Right now you have got fairly large factions who would burn everything down as long as they get reparations, or "free" health care, or their student loans paid off. They are too miseducated to understand that the structure must be preserved or their lives will become hellish in the future. Conservative principles can only be advanced after the people come to agree on what they are conserving. Trump's big personality was being used to remind them of it, and that's why the globalists were determined to destroy him.
What a bunch of doggy-doo. Principle is Personality. Trump loves America, follows the principle of America first, believes America is worth fighting for, and it shows in his personality. Barr needs to stop listening to his overlords.
“What does Bob Barr know about principles?”
he knows how to dump them, and he knows how to live without them!
1. Many of those organizations have political agendas that don't match mine on some key issues. Someone who gets a score of 100 from the ACU or FreedomWorks, for example, must be voting as a warmongering open-borders globalist on at least 25% of the bills that are used for this scoring. Heck -- Donald Trump himself would have gotten about a 60 if he had been rated by these organizations. He would have gotten about a 20 at best if they had rated him during the 2016 primary season.
2. Most votes in Congress are completely rigged. These dopes rarely cast any consequential votes that matter. The ObamaCare fiasco was a perfect example of this. Republican members of the House and Senate ran up impressive ACU and FreedomWorks scores from 2010 to 2016 casting votes to repeal ObamaCare when they knew damn well that the bills they passed would be vetoed by Obama. But when we got to 2017 and the GOP had all the power it needed to REALLY repeal it, they couldn't get the damn job done even though most of them could sanctimoniously claim that it wasn't their fault.

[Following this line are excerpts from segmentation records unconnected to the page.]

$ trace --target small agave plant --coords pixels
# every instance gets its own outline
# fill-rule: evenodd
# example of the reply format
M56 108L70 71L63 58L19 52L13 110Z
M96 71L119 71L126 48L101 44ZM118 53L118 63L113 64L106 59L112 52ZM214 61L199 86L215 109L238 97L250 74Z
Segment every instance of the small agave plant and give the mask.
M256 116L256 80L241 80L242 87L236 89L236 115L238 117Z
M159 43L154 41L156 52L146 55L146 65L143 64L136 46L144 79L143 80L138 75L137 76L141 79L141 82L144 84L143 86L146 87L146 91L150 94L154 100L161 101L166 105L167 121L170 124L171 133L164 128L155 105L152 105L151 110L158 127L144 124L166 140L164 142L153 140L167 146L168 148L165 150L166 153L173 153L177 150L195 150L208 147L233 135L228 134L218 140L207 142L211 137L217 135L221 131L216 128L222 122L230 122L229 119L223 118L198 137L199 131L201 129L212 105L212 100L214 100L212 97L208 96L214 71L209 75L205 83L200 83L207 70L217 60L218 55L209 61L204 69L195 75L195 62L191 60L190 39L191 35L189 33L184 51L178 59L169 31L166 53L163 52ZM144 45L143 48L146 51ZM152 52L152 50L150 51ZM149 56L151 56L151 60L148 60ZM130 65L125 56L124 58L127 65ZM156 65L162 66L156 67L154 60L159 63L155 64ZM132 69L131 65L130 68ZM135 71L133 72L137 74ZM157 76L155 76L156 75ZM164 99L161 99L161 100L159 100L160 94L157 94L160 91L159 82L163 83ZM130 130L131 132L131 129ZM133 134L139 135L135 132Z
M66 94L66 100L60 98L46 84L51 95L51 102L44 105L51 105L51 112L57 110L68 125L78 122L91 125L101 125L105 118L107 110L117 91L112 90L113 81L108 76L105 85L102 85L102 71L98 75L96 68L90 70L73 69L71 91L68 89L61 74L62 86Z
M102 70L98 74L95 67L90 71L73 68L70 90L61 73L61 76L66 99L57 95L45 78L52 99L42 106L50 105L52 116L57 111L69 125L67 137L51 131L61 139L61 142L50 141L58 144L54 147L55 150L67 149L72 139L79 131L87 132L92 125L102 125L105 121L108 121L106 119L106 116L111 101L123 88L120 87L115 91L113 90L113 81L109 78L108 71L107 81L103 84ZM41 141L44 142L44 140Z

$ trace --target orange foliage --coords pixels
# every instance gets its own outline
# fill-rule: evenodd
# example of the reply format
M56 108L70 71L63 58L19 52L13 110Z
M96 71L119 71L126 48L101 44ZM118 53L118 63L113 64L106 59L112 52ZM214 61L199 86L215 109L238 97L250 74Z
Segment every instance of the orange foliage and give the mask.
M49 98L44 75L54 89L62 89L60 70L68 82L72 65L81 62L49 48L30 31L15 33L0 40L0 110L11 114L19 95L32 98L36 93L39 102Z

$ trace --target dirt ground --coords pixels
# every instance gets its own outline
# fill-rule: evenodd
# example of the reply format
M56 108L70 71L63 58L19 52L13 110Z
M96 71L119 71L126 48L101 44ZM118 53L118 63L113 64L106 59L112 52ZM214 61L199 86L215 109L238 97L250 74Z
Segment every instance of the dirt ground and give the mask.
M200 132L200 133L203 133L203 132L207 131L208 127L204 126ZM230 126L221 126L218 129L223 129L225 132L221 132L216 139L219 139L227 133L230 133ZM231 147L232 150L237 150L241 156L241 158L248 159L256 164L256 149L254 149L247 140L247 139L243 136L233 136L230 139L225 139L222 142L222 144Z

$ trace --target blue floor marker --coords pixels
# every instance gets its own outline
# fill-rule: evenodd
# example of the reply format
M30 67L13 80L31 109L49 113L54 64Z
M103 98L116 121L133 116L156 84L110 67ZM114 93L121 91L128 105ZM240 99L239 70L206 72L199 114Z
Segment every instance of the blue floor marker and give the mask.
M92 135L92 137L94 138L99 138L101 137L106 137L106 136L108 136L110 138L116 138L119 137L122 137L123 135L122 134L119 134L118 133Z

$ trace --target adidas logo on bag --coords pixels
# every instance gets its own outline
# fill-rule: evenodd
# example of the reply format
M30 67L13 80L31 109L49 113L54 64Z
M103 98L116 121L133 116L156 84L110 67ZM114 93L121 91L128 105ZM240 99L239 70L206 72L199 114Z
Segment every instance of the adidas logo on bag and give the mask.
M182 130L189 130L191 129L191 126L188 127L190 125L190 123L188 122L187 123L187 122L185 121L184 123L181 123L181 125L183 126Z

I voted for Trump because I was so done with those silly, feckless theatrics.
Never, ever take advice from Bob Barr. He’s a perennial political loser and current weed promoter.
Agreed, st first I thought he was an "all hat hat no cattle" celebrity politician. Pretty soon I realized he was a real fighter, unlike McCain and Romney. Without that personality he'd have gotten his butt kicked by Hellaree.
The author, Barr, completely ignored Trump's many policy successes. Very lame article.
Yep. Trump’s personality is what got everyone’s attention. It was a tool he used to be famous. Then he used that fame to get stuff done.